# REALLY small TFTs



## el_ricardo (Jun 18, 2005)

I'm looking to buy a really really small TFT display to fit in my drive bay, I've looked everywhere for an openframe monitor supplier that does them that small, but the smallest i've found is 6.2", or 5" if you include the PSOne LCD screen. To be specific i'm looking for a 1.8" display (diagonal) does anyone have any suggestions as to where i might find one? surely they exist because they're in pretty much all digital cameras!


----------



## ebackhus (Apr 21, 2005)

Check with some local camera shops. You might be able to score some screens from LCDs that way. Building the controller for it won't be easy, though, as those screens are designed with VGA controllers in mind.


----------



## el_ricardo (Jun 18, 2005)

yeah i read the thing about the LCD screen in a mouse mod, and the controller looked very very complicated to do (far too advanced for me to take on!)

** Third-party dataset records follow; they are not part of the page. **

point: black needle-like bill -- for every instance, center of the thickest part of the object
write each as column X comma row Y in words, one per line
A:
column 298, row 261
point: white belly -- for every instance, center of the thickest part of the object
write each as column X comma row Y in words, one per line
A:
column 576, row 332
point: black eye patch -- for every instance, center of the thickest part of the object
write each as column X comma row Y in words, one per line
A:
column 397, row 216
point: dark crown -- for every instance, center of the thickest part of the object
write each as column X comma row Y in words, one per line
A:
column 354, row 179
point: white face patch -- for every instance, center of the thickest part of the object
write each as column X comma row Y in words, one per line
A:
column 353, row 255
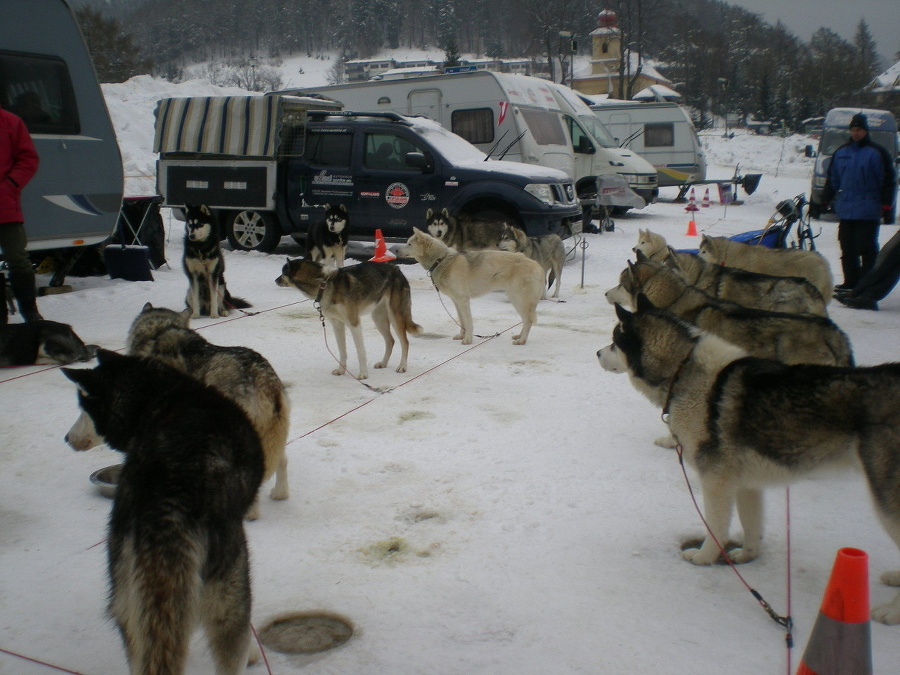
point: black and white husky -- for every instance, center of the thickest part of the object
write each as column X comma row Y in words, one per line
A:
column 327, row 239
column 177, row 550
column 204, row 266
column 745, row 423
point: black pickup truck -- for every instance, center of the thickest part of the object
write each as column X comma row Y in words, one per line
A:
column 267, row 165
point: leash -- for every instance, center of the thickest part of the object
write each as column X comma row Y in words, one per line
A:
column 785, row 621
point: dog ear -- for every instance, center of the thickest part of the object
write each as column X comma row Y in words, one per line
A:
column 644, row 304
column 622, row 313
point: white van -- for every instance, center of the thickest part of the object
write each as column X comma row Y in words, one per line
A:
column 660, row 132
column 48, row 79
column 513, row 117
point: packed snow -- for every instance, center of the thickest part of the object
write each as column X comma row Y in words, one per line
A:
column 497, row 509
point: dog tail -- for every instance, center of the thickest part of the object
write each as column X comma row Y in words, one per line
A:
column 156, row 598
column 232, row 302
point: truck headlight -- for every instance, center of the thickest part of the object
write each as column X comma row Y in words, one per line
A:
column 541, row 191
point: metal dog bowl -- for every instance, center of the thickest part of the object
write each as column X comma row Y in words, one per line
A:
column 306, row 632
column 106, row 479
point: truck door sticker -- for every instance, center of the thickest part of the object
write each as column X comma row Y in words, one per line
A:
column 397, row 195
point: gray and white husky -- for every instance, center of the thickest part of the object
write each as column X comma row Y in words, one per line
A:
column 547, row 251
column 204, row 265
column 345, row 294
column 462, row 232
column 177, row 550
column 240, row 373
column 471, row 274
column 745, row 423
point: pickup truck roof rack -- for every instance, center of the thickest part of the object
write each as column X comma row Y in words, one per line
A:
column 392, row 116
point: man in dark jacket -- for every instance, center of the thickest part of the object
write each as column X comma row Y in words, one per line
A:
column 18, row 163
column 861, row 184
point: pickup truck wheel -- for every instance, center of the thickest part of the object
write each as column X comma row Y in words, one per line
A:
column 253, row 231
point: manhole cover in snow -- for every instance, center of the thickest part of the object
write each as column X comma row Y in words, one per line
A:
column 306, row 632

check it out: http://www.metku.net/index.html?path=mods/loginoki/index_eng

SO, i thought i'd go with a PSOne screen on the side of my case, its probably cheaper, and it will be more practical, the only use i had set for the really small one was to send winamp visualisations and system info to it, though it would have been nice 

I'll post a picture when it's complete!


----------